Functional complementation between FADD and RIP1 in embryos and lymphocytes - PubMed (original) (raw)

Functional complementation between FADD and RIP1 in embryos and lymphocytes

Haibing Zhang et al. Nature. 2011.

Erratum in

Abstract

FADD is a common adaptor shared by several death receptors for signalling apoptosis through recruitment and activation of caspase 8 (refs 1-3). Death receptors are essential for immune homeostasis, but dispensable during embryogenesis. Surprisingly, Fadd(-/-) mice die in utero and conditional deletion of FADD leads to impaired lymphocyte proliferation. How FADD regulates embryogenesis and lymphocyte responses has been a long-standing enigma.
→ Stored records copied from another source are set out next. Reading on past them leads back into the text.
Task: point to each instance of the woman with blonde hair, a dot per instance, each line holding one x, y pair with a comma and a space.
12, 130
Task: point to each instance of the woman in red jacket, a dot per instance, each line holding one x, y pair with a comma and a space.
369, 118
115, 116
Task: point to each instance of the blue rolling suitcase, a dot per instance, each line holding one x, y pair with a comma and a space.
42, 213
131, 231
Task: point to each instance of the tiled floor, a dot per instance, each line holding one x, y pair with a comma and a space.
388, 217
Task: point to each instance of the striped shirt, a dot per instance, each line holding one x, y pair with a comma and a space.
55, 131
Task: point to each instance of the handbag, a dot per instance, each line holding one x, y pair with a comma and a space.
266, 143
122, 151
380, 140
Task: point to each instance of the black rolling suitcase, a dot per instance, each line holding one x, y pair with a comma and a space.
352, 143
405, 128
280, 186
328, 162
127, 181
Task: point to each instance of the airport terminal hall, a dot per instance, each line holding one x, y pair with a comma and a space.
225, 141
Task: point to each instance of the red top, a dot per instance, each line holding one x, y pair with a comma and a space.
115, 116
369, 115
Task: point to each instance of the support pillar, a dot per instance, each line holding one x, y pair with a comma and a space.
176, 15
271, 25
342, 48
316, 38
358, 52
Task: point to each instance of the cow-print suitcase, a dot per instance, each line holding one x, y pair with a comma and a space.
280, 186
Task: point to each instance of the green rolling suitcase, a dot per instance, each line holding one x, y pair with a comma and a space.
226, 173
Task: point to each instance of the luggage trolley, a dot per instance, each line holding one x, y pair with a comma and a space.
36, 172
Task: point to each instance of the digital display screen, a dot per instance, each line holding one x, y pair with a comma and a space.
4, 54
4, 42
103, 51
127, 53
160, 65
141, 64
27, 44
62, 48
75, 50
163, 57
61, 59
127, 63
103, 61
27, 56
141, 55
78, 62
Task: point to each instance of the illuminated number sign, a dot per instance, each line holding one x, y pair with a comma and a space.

FADD could directly bind to RIP1 (also known as RIPK1), a serine/threonine kinase that mediates both necrosis and NF-κB activation. Here we show that Fadd(-/-) embryos contain raised levels of RIP1 and exhibit massive necrosis. To investigate a potential in vivo functional interaction between RIP1 and FADD, null alleles of RIP1 were crossed into Fadd(-/-) mice. Notably, RIP1 deficiency allowed normal embryogenesis of Fadd(-/-) mice. Conversely, the developmental defect of Rip1(-/-) lymphocytes was partially corrected by FADD deletion. Furthermore, RIP1 deficiency fully restored normal proliferation in Fadd(-/-) T cells but not in Fadd(-/-) B cells. Fadd(-/-)Rip1(-/-) double-knockout T cells are resistant to death induced by Fas or TNF-α and show reduced NF-κB activity. Therefore, our data demonstrate an unexpected cell-type-specific interplay between FADD and RIP1, which is critical for the regulation of apoptosis and necrosis during embryogenesis and lymphocyte function.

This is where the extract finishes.